Le spécialiste des vêtements pour enfants Okaïdi a annoncé mardi sa sortie de redressement judiciaire après la validation par le tribunal d'un plan de continuation qui s'est traduit par la suppression de 244 postes et la fermeture de 57 magasins en France. À l'étranger, Okaïdi a cessé son activité en Pologne (25 boutiques), en Allemagne (17 magasins) et au Portugal (deux magasins), a indiqué l'entreprise.
Le groupe nordiste IDKIDS avait été placé en redressement judiciaire en février pour la plupart de ses marques en France. La procédure devant le tribunal de commerce de Lille Métropole concernait les marques Obaïbi (vêtements pour les 0 à 3 ans), Okaïdi (3-14 ans), Oxybul (jeux d'éveil) et la plateforme logistique IDLOG, employant au total 2.000 personnes en France.
Le tribunal "a validé le plan de relance présenté par le groupe IDKIDS", permettant à Okaïdi de réussir "sa sortie de redressement judiciaire en six mois" grâce "à un plan de continuation solide", indique l'entreprise dans un communiqué.

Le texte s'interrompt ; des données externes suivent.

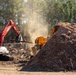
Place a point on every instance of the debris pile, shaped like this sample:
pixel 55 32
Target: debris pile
pixel 18 51
pixel 58 54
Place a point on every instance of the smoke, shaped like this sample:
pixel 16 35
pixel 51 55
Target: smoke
pixel 37 26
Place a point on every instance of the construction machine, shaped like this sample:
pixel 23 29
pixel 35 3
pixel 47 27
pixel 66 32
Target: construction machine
pixel 7 28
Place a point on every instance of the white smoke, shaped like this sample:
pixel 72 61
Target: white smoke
pixel 37 26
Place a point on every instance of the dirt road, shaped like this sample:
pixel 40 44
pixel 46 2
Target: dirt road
pixel 13 69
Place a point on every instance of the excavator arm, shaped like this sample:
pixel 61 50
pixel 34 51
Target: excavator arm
pixel 6 30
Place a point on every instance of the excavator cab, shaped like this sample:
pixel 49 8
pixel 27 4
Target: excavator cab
pixel 7 28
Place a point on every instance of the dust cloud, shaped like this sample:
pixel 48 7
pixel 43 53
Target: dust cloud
pixel 37 26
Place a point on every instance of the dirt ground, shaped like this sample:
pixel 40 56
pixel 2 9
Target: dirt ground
pixel 7 68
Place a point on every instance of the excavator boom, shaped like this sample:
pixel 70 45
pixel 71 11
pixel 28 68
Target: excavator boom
pixel 6 30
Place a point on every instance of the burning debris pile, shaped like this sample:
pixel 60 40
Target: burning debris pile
pixel 58 54
pixel 19 52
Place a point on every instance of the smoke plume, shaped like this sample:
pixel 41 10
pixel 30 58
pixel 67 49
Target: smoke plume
pixel 37 26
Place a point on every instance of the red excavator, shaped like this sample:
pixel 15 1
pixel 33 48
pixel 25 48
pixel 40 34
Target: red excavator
pixel 7 28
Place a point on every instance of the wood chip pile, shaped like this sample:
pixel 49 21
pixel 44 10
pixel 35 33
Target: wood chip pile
pixel 58 54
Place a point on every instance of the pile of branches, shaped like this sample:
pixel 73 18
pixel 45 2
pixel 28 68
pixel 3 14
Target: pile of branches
pixel 59 53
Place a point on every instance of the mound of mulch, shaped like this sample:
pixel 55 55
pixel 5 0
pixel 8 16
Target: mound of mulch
pixel 58 54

Baisse de la natalité, seconde main et fast fashion
Selon le groupe, la procédure a accompagné une "transformation profonde" de l'entreprise, marquée notamment par le "recentrage du réseau français sur ses sites les plus performants", l'"arrêt des activités structurellement déficitaires à l'international" et l'"adaptation de l'organisation de son siège". Ce plan de continuation visait à répondre à "un environnement durablement dégradé", marqué notamment par la baisse de la natalité, "la pression sur le pouvoir d'achat des familles", "l'essor de la seconde main et la concurrence de l'ultra fast fashion", avait expliqué Okaïdi, lors de l'ouverture de la procédure.

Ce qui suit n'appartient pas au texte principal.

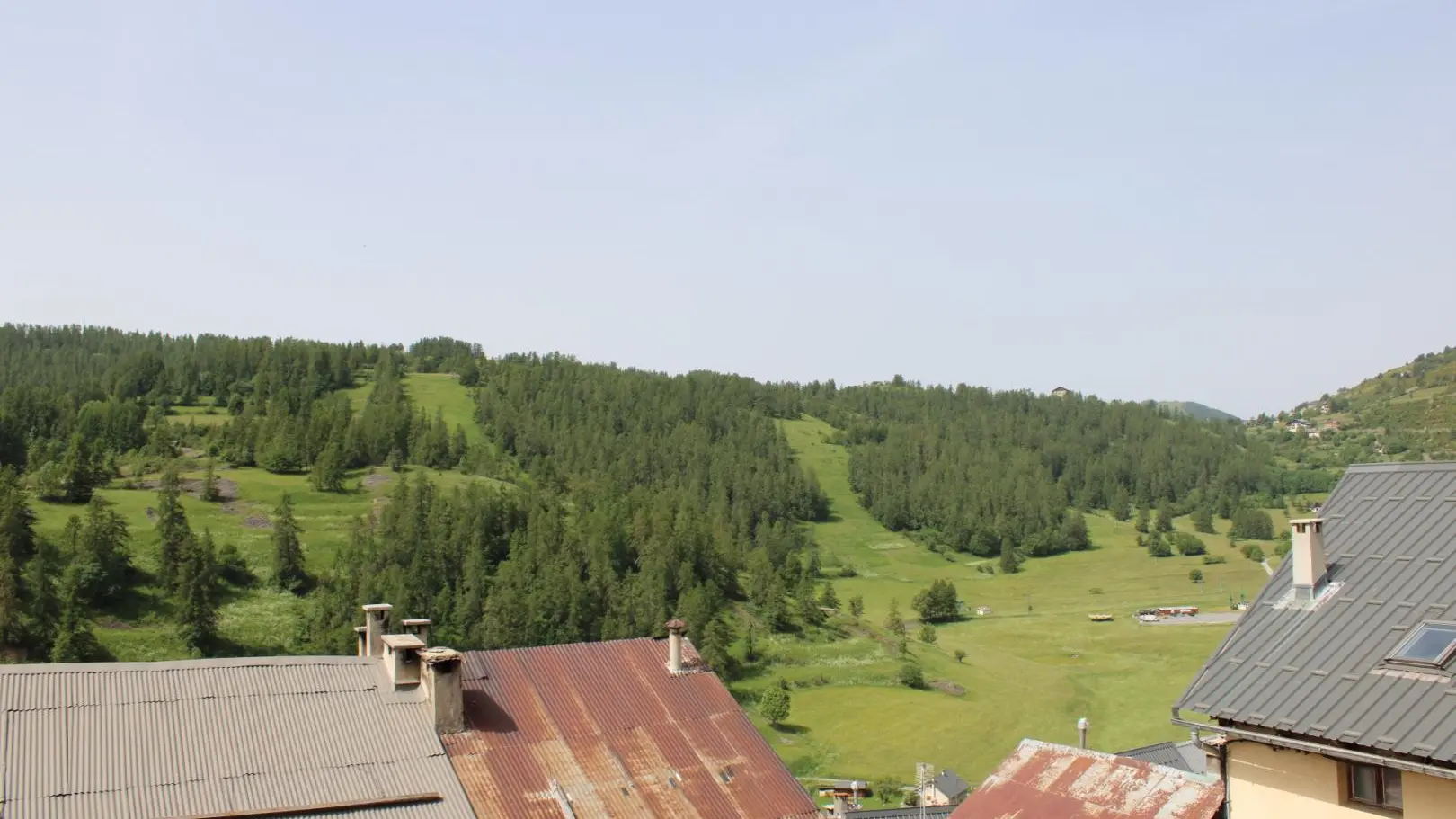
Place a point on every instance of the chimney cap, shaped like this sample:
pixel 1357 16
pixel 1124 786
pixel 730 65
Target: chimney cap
pixel 439 654
pixel 402 642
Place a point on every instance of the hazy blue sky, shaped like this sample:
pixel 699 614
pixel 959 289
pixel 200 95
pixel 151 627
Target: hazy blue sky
pixel 1241 203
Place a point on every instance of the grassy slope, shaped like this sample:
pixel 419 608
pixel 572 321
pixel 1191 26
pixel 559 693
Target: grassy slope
pixel 256 621
pixel 1026 673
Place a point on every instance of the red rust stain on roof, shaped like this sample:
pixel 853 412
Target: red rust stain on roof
pixel 1054 781
pixel 617 732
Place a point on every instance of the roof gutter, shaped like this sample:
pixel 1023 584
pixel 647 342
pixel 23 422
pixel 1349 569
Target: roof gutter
pixel 1319 748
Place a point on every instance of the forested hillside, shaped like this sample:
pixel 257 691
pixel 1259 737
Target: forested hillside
pixel 590 502
pixel 1407 413
pixel 998 474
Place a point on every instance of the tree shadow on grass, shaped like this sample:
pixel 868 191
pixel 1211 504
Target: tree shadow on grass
pixel 789 729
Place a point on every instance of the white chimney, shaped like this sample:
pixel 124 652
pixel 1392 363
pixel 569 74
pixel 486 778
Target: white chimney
pixel 674 645
pixel 420 627
pixel 441 676
pixel 1308 551
pixel 376 622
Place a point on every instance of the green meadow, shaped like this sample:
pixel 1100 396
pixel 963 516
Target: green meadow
pixel 1031 668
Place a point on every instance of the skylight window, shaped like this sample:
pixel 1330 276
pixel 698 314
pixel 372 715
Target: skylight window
pixel 1430 645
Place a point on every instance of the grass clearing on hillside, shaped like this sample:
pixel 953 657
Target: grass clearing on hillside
pixel 1025 672
pixel 251 621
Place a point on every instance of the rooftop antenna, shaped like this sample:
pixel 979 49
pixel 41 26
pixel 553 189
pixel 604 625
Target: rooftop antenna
pixel 923 776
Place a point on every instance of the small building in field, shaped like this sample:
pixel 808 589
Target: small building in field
pixel 946 788
pixel 1042 780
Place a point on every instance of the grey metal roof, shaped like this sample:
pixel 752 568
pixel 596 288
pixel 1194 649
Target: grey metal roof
pixel 950 783
pixel 140 741
pixel 1183 755
pixel 1390 542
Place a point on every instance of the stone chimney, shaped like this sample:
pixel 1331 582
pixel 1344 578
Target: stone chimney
pixel 674 645
pixel 441 676
pixel 1308 553
pixel 376 624
pixel 420 627
pixel 402 659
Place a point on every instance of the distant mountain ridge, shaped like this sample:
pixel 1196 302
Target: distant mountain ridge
pixel 1407 413
pixel 1195 410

Marque historique du groupe IDKIDS, dont le siège est basé à Roubaix (Nord), Okaïdi réalise 600 millions d'euros de chiffre d'affaires dans le monde, dont 300 millions en France, selon les chiffres communiqués par le groupe en février. IDKIDS s'est par ailleurs séparé il y a quelques semaines du joyau de son portefeuille de marques : son enseigne de prêt-à-porter haut de gamme pour enfants Jacadi, très rentable, a été cédée au groupe de mode Deveaux (Armand Thiery, Jacqueline Riu).
Le secteur français de l'habillement est confronté à des difficultés depuis plusieurs années : après le développement du commerce en ligne, le Covid-19 et l'inflation, il subit désormais la concurrence de la seconde main et de la mode ultra-éphémère.